In a new compliance bulletin (2015-01), the CFPB reminds supervised financial institutions, including nonbanks, of their obligations regarding the disclosure of confidential supervisory information (CSI).
The bulletin is intended to assist supervised entities in complying with the CFPB’s regulations governing the use and disclosure of CSI (12 CFR Part 1070).

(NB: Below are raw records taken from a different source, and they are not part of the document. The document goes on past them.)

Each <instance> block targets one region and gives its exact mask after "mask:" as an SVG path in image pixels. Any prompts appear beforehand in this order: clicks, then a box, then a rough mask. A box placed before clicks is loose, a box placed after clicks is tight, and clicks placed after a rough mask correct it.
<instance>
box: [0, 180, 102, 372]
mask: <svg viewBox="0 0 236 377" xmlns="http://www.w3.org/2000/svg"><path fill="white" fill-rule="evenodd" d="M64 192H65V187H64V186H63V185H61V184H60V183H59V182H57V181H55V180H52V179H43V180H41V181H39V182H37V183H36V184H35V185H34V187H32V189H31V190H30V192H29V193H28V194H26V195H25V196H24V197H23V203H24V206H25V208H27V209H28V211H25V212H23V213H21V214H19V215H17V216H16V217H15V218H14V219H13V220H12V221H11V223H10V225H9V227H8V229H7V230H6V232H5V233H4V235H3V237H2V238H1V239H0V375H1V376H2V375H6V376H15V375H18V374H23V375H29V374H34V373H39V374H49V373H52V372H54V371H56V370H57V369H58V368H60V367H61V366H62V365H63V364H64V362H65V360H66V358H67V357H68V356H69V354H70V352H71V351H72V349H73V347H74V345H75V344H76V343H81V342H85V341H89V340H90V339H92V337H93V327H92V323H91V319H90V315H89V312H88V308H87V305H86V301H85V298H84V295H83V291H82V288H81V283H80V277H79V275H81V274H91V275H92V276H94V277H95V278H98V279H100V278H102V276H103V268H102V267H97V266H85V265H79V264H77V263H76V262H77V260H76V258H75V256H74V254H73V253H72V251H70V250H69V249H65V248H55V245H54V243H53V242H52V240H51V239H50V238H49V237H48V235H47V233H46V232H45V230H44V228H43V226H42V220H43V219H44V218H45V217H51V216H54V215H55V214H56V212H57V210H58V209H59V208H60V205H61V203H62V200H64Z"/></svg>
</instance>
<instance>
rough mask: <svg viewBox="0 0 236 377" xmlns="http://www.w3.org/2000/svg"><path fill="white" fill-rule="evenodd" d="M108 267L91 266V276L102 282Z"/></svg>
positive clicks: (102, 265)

In the bulletin, the CFPB reviews the definition of CSI, which includes: reports of examinations, inspections and visitations; any documents, including examination reports, prepared by, or on behalf of, or for the use of the CFPB or any other federal, state or foreign government agency in the exercise of supervisory authority over a financial institution; any communications between the CFPB and a supervised entity or a federal, state, or foreign government agency related to the CFPB’s supervision of the entity; any information provided to the CFPB by a supervised entity to enable the CFPB to monitor for consumer risk in the offering or provision of consumer financial products or services or to assess whether an entity is a covered person or subject to CFPB supervisory authority; and information that is exempt from disclosure under certain provisions of FOIA.
The bulletin includes examples of what constitutes CSI, noting that it includes: any workpapers or other documentation that CFPB examiners have prepared in the course of an examination; supervisory information requests from the CFPB to a supervised entity and the entity’s responses; and CFPB supervisory actions such as MOUs between the CFPB and an entity, and related submissions and correspondence.
In the bulletin, the CFPB states the general rule that “supervised financial institutions and other persons in possession of CSI of the CFPB may not disclose such information” and reviews the exceptions to the general prohibition and requirements for disclosing CSI. Among the exceptions are ones permitting disclosure of CSI by a supervised entity to: its affiliates; directors, officers or employees of the supervised entity or its affiliates to the extent the disclosure of such CSI is relevant to the performance of such individuals’ assigned duties; and a supervised entity’s accountants, legal counsel, and other service providers.
Since the above portions of the bulletin largely review what is already contained in the CFPB’s regulations, it would seem that the most noteworthy aspect of the bulletin is its discussion of third-party non-disclosure agreements (NDAs) that purport to restrict a supervised entity from sharing certain information with a regulator or require the entity to notify the third party when it shares with a regulator information subject to the NDA. (The bulletin’s discussion of NDAs was also highlighted in the CFPB’s press release.)
The CFPB states that the provisions of NDAs do not alter or limit the CFPB’s supervisory authority or the supervised entity’s obligations relating to CSI. It warns that a supervised entity “should not attempt to use an NDA as the basis for failing to provide information sought pursuant to supervisory authority” and that “[f]ailure to provide information required by the CFPB is a violation of law for which the CFPB will pursue all available remedies.” The CFPB further warns that a supervised entity “may risk violating the law if it relies upon provisions of an NDA to justify disclosing CSI in a manner not otherwise permitted” and notes that any disclosure of CSI outside of the applicable exceptions would require prior written approval from the Associate Director of Supervision, Enforcement and Fair Lending.